By Martin Sadongdong
Nearly 11,000 Filipino and American soldiers will train hand-in-hand in May in the country in what could be the last iteration of the Balikatan exercises with the impending termination of the Visiting Forces Agreement (VFA).
Brig. Gen. Edgard Arevalo, spokesperson of the Armed Forces of the Philippines (AFP), said the annual military drills will push through as scheduled since it is within the 180-day negotiation period of the VFA abrogation.
The termination of the military pact will take effect on August 11.
“Walang mababawas sa original na nakaplano (Nothing will change in the original plan) in terms of the number of attendees until and unless sa last minute ay may magsasabi na may mababago (in the last minute, a party decides to change some things),” he said during the Kapihan sa Manila Bay forum on Wednesday.
This year’s Balikatan exercises will gather more than 4,300 Filipino and 6,500 American troops. Around 50 Australian forces are also expected to participate.
Arevalo said that as early as April, there will be advanced contingents that will arrive from the United States and Australia to prepare the equipment, supplies, and medical requirements of the participating foreign troops.
While the military spokesman offered little explanation as to the impact of the VFA termination to the relations of the Philippines and US, he said that it is beneficial to both countries as it enables the conduct of large-scale exercises to improve the sharing of expertise and cooperation among the troops.
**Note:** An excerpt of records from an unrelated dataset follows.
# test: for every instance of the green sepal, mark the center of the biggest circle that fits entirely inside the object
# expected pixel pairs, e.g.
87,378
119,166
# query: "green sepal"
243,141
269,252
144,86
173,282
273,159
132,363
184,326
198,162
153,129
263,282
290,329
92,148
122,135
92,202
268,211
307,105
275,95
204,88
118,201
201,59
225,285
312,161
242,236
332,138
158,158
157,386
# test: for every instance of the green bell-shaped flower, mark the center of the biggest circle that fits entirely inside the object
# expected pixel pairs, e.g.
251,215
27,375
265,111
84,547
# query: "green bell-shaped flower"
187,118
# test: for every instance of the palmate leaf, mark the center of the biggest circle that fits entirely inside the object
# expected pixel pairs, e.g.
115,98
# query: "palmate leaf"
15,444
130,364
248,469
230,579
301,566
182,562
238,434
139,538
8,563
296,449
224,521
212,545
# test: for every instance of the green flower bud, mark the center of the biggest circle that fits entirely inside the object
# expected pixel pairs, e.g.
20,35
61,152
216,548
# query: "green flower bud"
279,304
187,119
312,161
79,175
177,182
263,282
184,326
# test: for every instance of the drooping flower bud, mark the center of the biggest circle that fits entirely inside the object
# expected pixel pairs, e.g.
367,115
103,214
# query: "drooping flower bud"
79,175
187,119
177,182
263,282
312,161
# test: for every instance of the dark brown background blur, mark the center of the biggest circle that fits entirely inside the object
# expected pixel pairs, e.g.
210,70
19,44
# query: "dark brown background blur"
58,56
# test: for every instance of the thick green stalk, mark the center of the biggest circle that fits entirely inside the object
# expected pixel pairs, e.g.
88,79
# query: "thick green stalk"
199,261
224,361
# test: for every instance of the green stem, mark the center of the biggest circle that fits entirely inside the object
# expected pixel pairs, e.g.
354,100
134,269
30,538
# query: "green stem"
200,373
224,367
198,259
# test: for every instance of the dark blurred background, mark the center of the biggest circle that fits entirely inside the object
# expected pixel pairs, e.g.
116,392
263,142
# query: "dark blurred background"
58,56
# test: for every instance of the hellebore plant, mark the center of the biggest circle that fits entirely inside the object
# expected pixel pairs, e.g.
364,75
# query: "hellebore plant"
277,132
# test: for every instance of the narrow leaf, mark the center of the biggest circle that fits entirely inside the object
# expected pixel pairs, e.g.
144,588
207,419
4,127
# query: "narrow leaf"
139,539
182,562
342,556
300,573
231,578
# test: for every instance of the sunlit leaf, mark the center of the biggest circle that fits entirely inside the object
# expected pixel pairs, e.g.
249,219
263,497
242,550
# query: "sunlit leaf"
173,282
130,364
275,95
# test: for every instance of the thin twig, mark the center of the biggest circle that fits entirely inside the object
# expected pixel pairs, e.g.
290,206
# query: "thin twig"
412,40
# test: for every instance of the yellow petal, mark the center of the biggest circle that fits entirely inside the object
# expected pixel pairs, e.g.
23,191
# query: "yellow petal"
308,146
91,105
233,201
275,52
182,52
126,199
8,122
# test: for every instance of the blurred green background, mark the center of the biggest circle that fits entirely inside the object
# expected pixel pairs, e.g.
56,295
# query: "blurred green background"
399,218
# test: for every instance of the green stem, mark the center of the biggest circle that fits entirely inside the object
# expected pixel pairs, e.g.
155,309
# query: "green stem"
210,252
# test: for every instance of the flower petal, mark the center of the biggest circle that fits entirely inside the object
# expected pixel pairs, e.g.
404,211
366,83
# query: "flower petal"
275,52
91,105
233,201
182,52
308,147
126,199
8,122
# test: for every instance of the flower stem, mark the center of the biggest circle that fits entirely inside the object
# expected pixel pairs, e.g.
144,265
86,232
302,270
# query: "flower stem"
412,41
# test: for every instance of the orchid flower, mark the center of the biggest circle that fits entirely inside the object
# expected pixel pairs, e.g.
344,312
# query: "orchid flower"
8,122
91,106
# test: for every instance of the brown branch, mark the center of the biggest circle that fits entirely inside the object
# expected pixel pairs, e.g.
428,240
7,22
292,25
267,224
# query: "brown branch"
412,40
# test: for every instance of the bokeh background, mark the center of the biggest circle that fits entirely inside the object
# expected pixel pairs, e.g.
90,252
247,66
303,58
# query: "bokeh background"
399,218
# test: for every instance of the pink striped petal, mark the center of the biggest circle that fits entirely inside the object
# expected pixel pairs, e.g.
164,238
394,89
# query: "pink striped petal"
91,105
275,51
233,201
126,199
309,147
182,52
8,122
He said it will be hard for the Philippines and US to conduct other Balikatan-like drills when the two countries fail to reach a negotiation and the military pact officially ends.
“The VFA gives special privileges to the US security forces to train in a scale as big as the Balikatan kung saan napakaraming pinapadalang pwersa, may kagamitan, armas na pinapasok sa ating bansa na hindi na nila kakailanganin pa ng visa (where a big number of troops, equipment and firearms are being sent to our country without the need for visa). In terms of equipment, hindi na magbabayad ng (there’s no need for) customs duty,” Arevalo explained.
“With the abrogation of VFA, ito ang (these are the) privileges na mawawala sa kanila (that they will lose). Hindi na natin maipagpapatuloy ‘yung ganitong kalaking scale na military exercises kung wala na ang VFA (We will no longer be able to continue military exercises [with the US] as big as this if there is no VFA),” he added.
Even after the termination of the VFA, Arevalo said Balikatan may still continue if the US government requires their troops to present visa upon arrival and pay the customary duties.
“It can still proceed [even without VFA]. Theoretically that is correct,” he said, noting that the number of participants will surely be affected.
But security experts doubt that the US government will agree to such arrangements.
Arevalo said it will be a good opportunity for the military to develop its own capabilities without the need for foreign assistance.
On February 11, Malacanang announced that the government has sent the notice of termination of the VFA to the US on the orders of President Duterte.
READ MORE: Duterte orders termination of VFA
Duterte decided to scrap the two-decade-old military pact after the US revoked the travel visa of staunch political ally, Senator Ronald dela Rosa, accordingly after Washington takes its campaign against human rights violators a notch higher.
Dela Rosa said the cancellation of his visa might have been because of his role as Duterte’s national police chief in 2016 when the bloody war on drugs was launched.
Even with the VFA termination, Defense Secretary Delfin Lorenzana and AFP Chief of Staff Gen. Felimon Santos Jr. had said that they would support the political decision of the President.